In Swift 4.1, when you do:

var str: String!

str = "Hello"

var params: [String: Any] = [
    "foo": str
]

The ImplicitlyUnwrappedOptional (IUO) value is coerced to Any, which is why it appears as an IUO inside your dictionary. It won't be force unwrapped, because the compiler will only force unwrap an IUO when the context demands its unwrapped type, which isn't the case with Any.

However the fact that you end up with an ImplicitlyUnwrappedOptional value is legacy behaviour. With the removal of the IUO type in Swift 4.2, you'll get an Optional value inside your dictionary instead, which will print as Optional("Hello").

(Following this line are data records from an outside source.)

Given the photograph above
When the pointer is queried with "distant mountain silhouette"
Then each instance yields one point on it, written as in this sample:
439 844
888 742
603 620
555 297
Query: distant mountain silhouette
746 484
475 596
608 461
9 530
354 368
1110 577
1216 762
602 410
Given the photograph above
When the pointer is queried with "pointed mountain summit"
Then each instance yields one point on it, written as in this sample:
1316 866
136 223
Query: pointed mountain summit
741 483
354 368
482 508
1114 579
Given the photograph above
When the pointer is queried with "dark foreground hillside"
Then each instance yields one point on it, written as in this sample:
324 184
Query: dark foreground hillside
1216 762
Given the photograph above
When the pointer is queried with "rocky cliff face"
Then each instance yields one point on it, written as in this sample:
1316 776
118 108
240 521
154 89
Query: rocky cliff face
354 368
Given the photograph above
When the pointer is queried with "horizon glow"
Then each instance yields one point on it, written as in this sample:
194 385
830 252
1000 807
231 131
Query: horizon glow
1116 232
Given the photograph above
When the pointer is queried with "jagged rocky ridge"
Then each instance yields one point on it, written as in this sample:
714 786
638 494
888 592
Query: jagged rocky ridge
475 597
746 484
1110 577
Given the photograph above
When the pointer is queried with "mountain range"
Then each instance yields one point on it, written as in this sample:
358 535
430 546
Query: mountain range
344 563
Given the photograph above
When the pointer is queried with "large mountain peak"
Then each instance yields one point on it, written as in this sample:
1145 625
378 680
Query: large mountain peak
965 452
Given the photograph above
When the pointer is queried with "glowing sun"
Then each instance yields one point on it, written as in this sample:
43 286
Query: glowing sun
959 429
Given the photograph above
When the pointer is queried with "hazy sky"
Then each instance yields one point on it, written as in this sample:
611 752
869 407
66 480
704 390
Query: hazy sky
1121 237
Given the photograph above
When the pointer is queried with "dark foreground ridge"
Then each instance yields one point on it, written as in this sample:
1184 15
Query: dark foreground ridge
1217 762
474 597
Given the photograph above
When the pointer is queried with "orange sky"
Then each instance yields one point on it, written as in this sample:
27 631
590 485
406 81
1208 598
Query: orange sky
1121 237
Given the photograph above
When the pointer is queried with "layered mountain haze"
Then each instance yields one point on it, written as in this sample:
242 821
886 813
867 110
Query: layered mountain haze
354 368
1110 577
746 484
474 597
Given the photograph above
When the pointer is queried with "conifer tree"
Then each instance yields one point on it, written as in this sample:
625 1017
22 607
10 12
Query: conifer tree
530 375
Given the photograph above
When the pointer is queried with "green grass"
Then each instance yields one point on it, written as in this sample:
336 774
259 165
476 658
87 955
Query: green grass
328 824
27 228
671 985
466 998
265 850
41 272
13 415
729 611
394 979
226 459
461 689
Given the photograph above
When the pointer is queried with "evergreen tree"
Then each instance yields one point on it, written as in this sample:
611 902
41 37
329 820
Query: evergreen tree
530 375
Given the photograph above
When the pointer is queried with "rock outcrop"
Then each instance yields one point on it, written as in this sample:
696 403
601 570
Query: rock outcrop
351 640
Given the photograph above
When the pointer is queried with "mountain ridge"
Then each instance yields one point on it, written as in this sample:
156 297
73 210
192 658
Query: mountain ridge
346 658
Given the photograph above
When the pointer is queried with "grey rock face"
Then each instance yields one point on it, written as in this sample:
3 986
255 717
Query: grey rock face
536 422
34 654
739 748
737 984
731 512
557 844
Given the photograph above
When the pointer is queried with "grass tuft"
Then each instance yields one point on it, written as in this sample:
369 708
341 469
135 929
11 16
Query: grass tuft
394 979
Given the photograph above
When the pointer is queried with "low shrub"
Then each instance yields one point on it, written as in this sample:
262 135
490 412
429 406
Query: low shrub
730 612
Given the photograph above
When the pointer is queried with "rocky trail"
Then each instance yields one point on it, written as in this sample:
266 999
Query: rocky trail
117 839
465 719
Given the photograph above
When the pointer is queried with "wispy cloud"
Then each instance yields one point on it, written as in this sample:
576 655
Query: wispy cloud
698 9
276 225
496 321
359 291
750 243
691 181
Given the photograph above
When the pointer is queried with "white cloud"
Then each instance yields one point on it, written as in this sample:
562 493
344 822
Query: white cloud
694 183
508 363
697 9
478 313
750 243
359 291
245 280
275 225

There's more discussion of the above behaviour in this Q&A:

When you do:

params["bar"] = str

You're using Dictionary's subscript(key: Key) -> Value?, which takes an Optional value – performing a removal if nil is passed, otherwise doing an insertion of the unwrapped value.

  • In Swift 4.1, the IUO value str will be implicitly converted to an Optional which can then be passed to the subscript.
  • In Swift 4.2, the IUO type has been removed, so str already is an Optional, which can be passed straight to the subscript without any intermediate conversions.

In both cases, str's unwrapped value is inserted into the dictionary, which is why you see it as being unwrapped. If str had been nil, no value for the key "bar" would have been inserted.